O professor Arthur Ituassu (esquerda) foi o responsável pela abertura da palestra. Foto: Larissa Gomes

Ao ser questionado sobre a força do populismo, o professor disse que não tem como afirmar, mas que acredita que seja o começo de uma nova era na política. Como as razões listadas por ele para o crescimento da popularidade deste tipo de governo são estruturais a longo prazo, Mounk comentou que elas não devem ser erradicadas repentinamente. Um processo que ele afirmou se repetir em vários países é a substituição de um governante populista pelo sucessor, o que perpetua essa forma de governo.

- O que acontece com frequência é que o povo entrega a confiança apenas para o próximo populista na fila de políticos, que pode ser até mais extremista do que o anterior. Então, acredito que é impossível determinar se estamos vivendo um momento populista ou uma era populista que vai durar pela maior parte da nossa vida adulta, mas acredito que há boa razão para acreditar que é a segunda opção.

A esperança para que isso não ocorra, para Mounk, está nos conceitos de liberdade e de autodeterminação coletiva.

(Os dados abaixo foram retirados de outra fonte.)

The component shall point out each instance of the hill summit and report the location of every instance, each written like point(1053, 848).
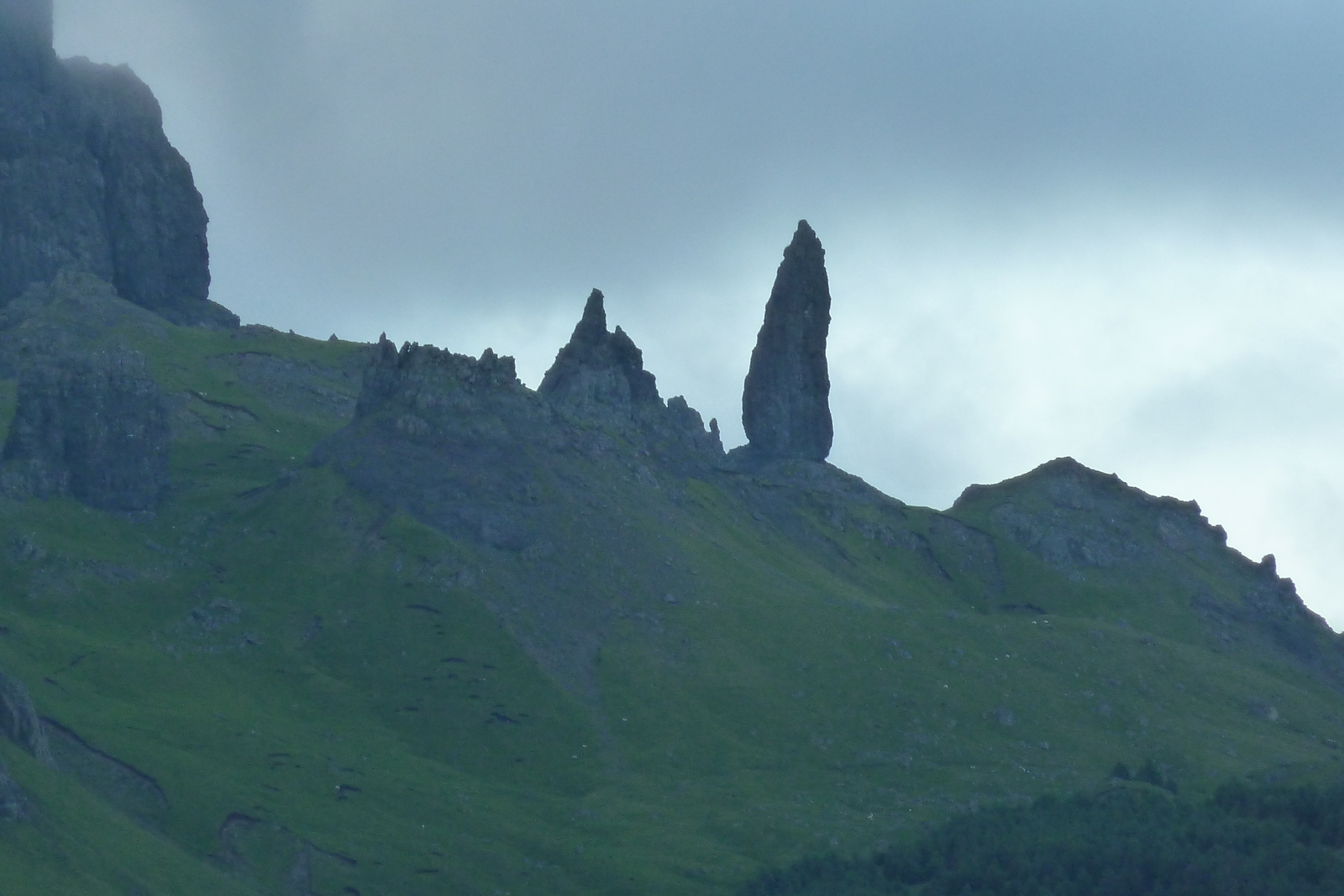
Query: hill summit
point(284, 616)
point(91, 183)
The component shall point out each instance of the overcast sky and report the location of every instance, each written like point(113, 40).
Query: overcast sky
point(1100, 228)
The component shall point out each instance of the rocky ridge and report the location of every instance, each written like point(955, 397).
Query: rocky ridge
point(91, 183)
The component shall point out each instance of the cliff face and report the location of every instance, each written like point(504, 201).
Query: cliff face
point(91, 183)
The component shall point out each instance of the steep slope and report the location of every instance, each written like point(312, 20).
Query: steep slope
point(89, 183)
point(421, 631)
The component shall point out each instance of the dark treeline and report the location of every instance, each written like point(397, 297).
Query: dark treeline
point(1247, 840)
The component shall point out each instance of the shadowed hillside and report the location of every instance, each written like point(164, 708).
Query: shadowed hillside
point(282, 616)
point(402, 625)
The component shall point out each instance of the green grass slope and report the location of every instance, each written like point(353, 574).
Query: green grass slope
point(284, 683)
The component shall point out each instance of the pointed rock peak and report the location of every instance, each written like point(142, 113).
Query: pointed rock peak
point(785, 399)
point(600, 367)
point(591, 327)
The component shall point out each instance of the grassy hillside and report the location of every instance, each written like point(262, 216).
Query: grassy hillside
point(286, 683)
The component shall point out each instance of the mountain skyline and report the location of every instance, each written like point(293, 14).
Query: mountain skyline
point(1110, 234)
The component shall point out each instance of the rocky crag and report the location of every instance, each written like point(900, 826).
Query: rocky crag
point(1095, 530)
point(785, 401)
point(91, 183)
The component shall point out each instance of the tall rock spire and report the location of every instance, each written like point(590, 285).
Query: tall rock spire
point(785, 399)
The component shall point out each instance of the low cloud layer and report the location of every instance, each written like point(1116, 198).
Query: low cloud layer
point(1106, 230)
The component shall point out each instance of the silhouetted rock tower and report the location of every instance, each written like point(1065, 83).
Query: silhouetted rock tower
point(785, 399)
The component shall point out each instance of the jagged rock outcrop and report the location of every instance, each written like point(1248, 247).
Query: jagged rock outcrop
point(598, 369)
point(91, 183)
point(89, 425)
point(1092, 527)
point(785, 399)
point(600, 376)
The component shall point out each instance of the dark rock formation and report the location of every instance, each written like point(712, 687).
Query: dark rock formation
point(91, 183)
point(1093, 527)
point(93, 426)
point(785, 409)
point(19, 720)
point(600, 378)
point(600, 369)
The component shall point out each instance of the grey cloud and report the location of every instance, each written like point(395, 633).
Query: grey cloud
point(464, 172)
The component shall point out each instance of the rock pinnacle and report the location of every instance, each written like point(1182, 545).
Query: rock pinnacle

O primeiro garante que cada um pode ser livre para viver a vida privada da forma que preferir, e o segundo afirma que o povo deve tomar as decisões políticas em vez de ter uma figura como um monarca, religioso ou ditador decidir por eles.  Ele ressaltou que o liberalismo e a democracia são elementos que podem ser separados e que, se os tornarmos sinônimos, fica difícil de pensar claramente sobre a natureza e a tensão entre eles.

- Apesar de realmente estar preocupado com a popularidade dos governos populistas ao redor do mundo, estou convencido de que os ideais de liberdade e de autodeterminação coletiva são tão relevantes e populares quanto foram um dia, o que me dá esperança de que o populismo seja de fato uma onda passageira.